その動作に反応を示す霧華は、目を細めて銃を取り出して構える。


 「飛び道具にしちゃ、物騒なモンじゃねぇか」

 「っ」


 二発の銃弾を放ったが、彼は物怖じせずに銃弾をナイフで弾く。

軽く火花を散らしながら、接近戦へと持ち込んだ彼は格闘を繰り出す。

右から大振りの蹴りを放ち、霧華は腕で顔面をガードした。


 「ぐっ……」

 「おっと、危ない危ない」


 ガードした彼の足を払い、再び銃弾を至近距離で撃ち放つ。

首を傾けつつ、身体のバランスを維持したままバク転をして距離を取る。

着地したと同時に彼は呟き、再びナイフを逆手に持って体勢を低くした。


 「飛び道具にご執心なのは良いが、その所為で他がお留守だぜ?」

 「しまっ……――っ!?」


 蹴り上げが腕に直撃し、銃だけが手元から外れる。

それを確認した彼は腕を引き、溜めに溜めた力を前へと押し出した。

勢い良く撃ち込まれた腕は、霧華の腹部へと直撃した。

 

 「がはっ……!?」


 腹部から全身に走る痛みに耐え切れず、思わず胃液と声が口から漏れる。

グラリと体勢を崩した霧華だったが、苦し紛れにナイフを彼へと振りかざす。


 「無駄だ。

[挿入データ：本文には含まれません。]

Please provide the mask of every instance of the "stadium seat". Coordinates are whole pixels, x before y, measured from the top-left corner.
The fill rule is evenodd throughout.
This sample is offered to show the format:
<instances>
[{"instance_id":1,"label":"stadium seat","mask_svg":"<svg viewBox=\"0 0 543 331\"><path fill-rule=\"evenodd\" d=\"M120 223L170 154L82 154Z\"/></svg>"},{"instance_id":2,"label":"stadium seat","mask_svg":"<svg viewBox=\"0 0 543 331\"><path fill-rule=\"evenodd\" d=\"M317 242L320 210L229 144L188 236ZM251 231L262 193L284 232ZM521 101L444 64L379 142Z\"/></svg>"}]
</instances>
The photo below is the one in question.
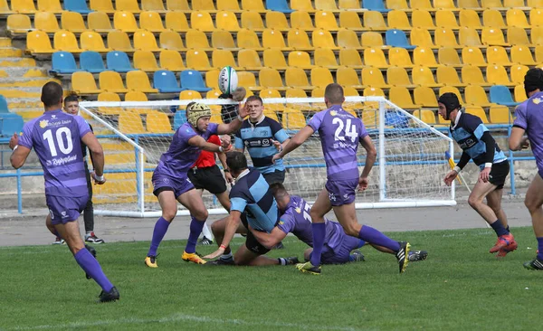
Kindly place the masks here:
<instances>
[{"instance_id":1,"label":"stadium seat","mask_svg":"<svg viewBox=\"0 0 543 331\"><path fill-rule=\"evenodd\" d=\"M75 64L73 55L69 52L55 52L52 53L51 73L71 74L81 71Z\"/></svg>"},{"instance_id":2,"label":"stadium seat","mask_svg":"<svg viewBox=\"0 0 543 331\"><path fill-rule=\"evenodd\" d=\"M188 21L183 12L167 12L166 13L166 28L175 32L186 32L190 30Z\"/></svg>"},{"instance_id":3,"label":"stadium seat","mask_svg":"<svg viewBox=\"0 0 543 331\"><path fill-rule=\"evenodd\" d=\"M143 93L158 93L158 90L151 87L147 73L141 71L133 71L127 73L127 89Z\"/></svg>"},{"instance_id":4,"label":"stadium seat","mask_svg":"<svg viewBox=\"0 0 543 331\"><path fill-rule=\"evenodd\" d=\"M110 52L106 55L106 63L108 70L114 71L117 72L129 72L134 71L130 59L124 52Z\"/></svg>"},{"instance_id":5,"label":"stadium seat","mask_svg":"<svg viewBox=\"0 0 543 331\"><path fill-rule=\"evenodd\" d=\"M160 70L157 64L157 58L150 51L134 52L134 68L144 71L156 71Z\"/></svg>"},{"instance_id":6,"label":"stadium seat","mask_svg":"<svg viewBox=\"0 0 543 331\"><path fill-rule=\"evenodd\" d=\"M106 70L101 55L92 51L81 52L80 55L80 66L81 70L90 73L100 73Z\"/></svg>"},{"instance_id":7,"label":"stadium seat","mask_svg":"<svg viewBox=\"0 0 543 331\"><path fill-rule=\"evenodd\" d=\"M240 72L238 72L238 78L240 77ZM183 90L194 90L198 92L207 92L212 89L206 88L204 83L204 78L202 74L196 71L193 70L186 70L181 71L181 88Z\"/></svg>"},{"instance_id":8,"label":"stadium seat","mask_svg":"<svg viewBox=\"0 0 543 331\"><path fill-rule=\"evenodd\" d=\"M98 94L103 92L96 87L90 72L78 71L71 75L71 90L77 94Z\"/></svg>"},{"instance_id":9,"label":"stadium seat","mask_svg":"<svg viewBox=\"0 0 543 331\"><path fill-rule=\"evenodd\" d=\"M125 88L122 78L119 72L102 71L99 75L100 88L102 90L113 93L126 93L128 90Z\"/></svg>"},{"instance_id":10,"label":"stadium seat","mask_svg":"<svg viewBox=\"0 0 543 331\"><path fill-rule=\"evenodd\" d=\"M183 59L179 52L173 50L164 50L160 52L160 68L170 71L181 71L185 70Z\"/></svg>"},{"instance_id":11,"label":"stadium seat","mask_svg":"<svg viewBox=\"0 0 543 331\"><path fill-rule=\"evenodd\" d=\"M510 90L503 85L495 85L491 87L491 102L507 107L514 107L519 103L513 101L513 97Z\"/></svg>"}]
</instances>

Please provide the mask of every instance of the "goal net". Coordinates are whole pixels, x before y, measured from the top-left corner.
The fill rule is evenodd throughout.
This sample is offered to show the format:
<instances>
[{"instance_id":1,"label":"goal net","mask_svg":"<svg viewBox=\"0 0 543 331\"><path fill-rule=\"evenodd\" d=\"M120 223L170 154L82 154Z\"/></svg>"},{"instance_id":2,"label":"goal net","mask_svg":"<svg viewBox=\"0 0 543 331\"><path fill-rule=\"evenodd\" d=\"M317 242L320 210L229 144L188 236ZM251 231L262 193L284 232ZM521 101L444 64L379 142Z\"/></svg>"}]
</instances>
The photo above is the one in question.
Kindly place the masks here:
<instances>
[{"instance_id":1,"label":"goal net","mask_svg":"<svg viewBox=\"0 0 543 331\"><path fill-rule=\"evenodd\" d=\"M186 121L185 109L192 101L81 103L81 115L93 127L106 156L107 183L93 186L96 213L133 217L160 214L152 194L151 176L175 130ZM195 101L210 105L212 122L222 123L237 115L235 109L221 113L224 106L236 105L231 100ZM291 137L325 109L322 98L264 99L264 115L281 123ZM357 194L357 208L455 204L454 185L443 182L450 170L445 152L452 155L449 137L382 97L347 97L344 109L362 118L377 150L369 187ZM365 150L360 147L360 171L365 160ZM283 163L286 188L314 202L327 180L318 133L289 154ZM210 213L225 213L212 194L205 192L203 197ZM180 204L178 214L187 214Z\"/></svg>"}]
</instances>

お前と組手をして、負けて来たのはどこの誰だと思ってるんだよ」

 「くっ……」

 「ふっ!!」

 「ぐっ……あぁぁぁぁぁぁぁっ!!?」


 今までに無い程の激痛が走り、霧華は出した事の無い悲鳴を出した。

その悲鳴を聞いたマリアは、目を見開いて霧華の腕へと視線が捉える。

そこには逆の関節へと曲げられ、動かせなくなった腕が目に入ったのであった。


 「どうだ?霧華。力尽くで骨折させられた痛みの味は」

 「……っ」


 曲げられなくなった腕を押さえながら、霧華は彼を睨み付けて言った――。